How the media misrepresents Afghanistan
Thousands of peoples’ lives were forever changed after the disastrous events of the 9/11/2001 attacks on the World Trade Center in New York. But for over a decade, the stigma of Islam and all Muslims has wrongfully grouped innocent people in with the terrorists that caused harm to the U.S. and other countries.

The Media’s Focus on Radicals

This negative perspective of Muslims’ character stems from tragic events like the Charlie Hebdo attack in France and the alarming beheading videos done by the Islamic State group (ISIS). However, Espiritu believes the media coverage of these events focuses on linking the terrorists to Afghanistan which places the country in a negative light.

How the media misrepresents Afghanistan is in drawing broad connections to particular events done by groups of people, organizations, and even a single individual i.e. Osama bin Laden. When these events occur, the stigma against the people of Afghanistan — who are primarily Islamic people — translates to their portrayal in the media as savages, extremists, bigots and/or radicals.

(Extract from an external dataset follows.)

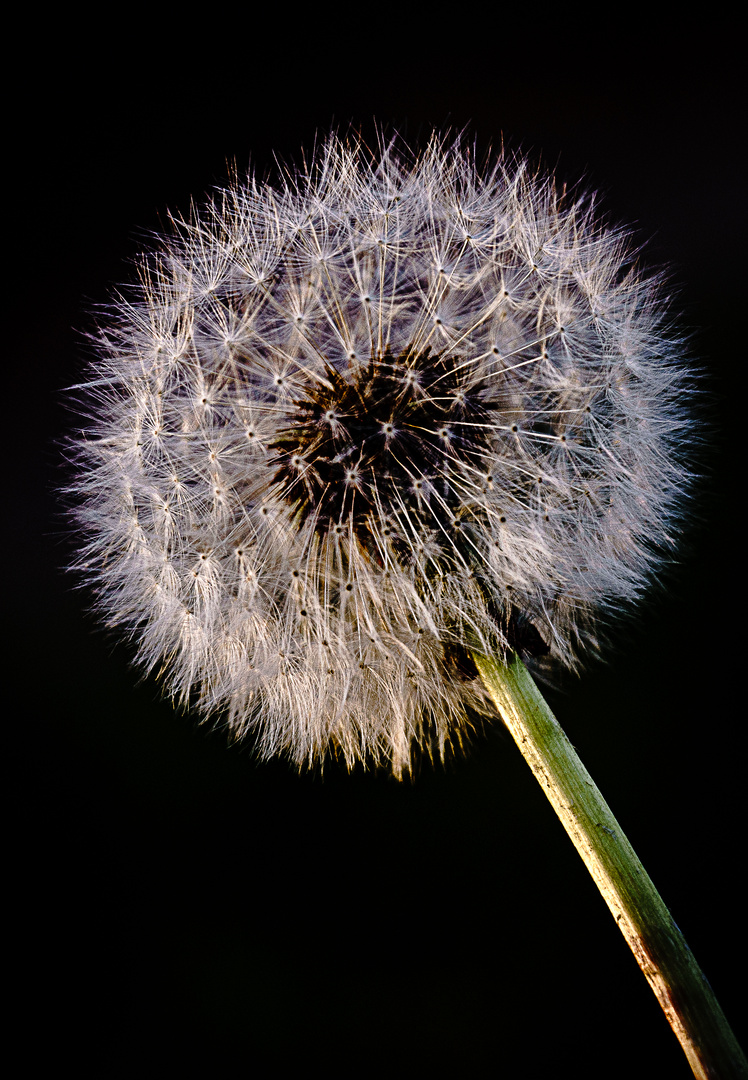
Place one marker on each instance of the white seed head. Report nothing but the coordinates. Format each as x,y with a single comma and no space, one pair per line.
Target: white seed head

When you limit Afghanistan to just these reductive terms and connotations, it creates a constant theme within the news medium of categorizing Muslims as belligerently harmful people.

Truth vs. Stigma

Although there are good arguments and truth in fearing the Taliban in Afghanistan, how the media misrepresents Afghanistan places any progress against these threats as overlooked. For instance, Peter Bergen stated in the Foreign Policy news article, “the Taliban are removed from power,” while numerous other news sites would focus on the Taliban’s continued threat instead.

Another focus of the media is the “Muslim” restriction of women from having jobs and giving daughters an education; however, there are now more women from Afghanistan aiding in the Afghan parliament than in the U.S. Congress. Also, there’s been progress in child education —  there are now eight million students’ in school, and more than 33 percent are girls.

Afghanistan’s Efforts at Nationwide Improvement

Even though Afghanistan has had a history of human trafficking, the U.S. Department of State from the United Nations High Commissioner for Refugees addresses that the government of Afghanistan has made improvements to end this practice.

The efforts consist of passing a new law that prohibits any trafficking and smuggling in January 2017. Furthermore, the government has managed to indict and punish criminals of this injustice while also placing trafficking victims in temporary housing in Kabul.

Pushing the socioeconomic progress forward also led the government to establish 15 child protection units (CPUs), creations which stopped 315 boys and three girls from becoming victims of police recruitment. Unfortunately, the government did not meet the requirements, though, in several categories: collusion, victim protection and progression in strategic planning for services provided.

How the Media Misrepresents Afghanistan

The media is supposed to be a direct connection from the government to the general public and vice versa; however, Mirza Mesic, a professor of Islamic History at the Zagreb, states that this medium of communication uses alternatives to basic informative practices such as skewing and then defending such alternative information.

With all the attention and negative input the media has done about Afghanistan, it is easy to say that drama sells stories, but how often is that balanced with the progression the country is making?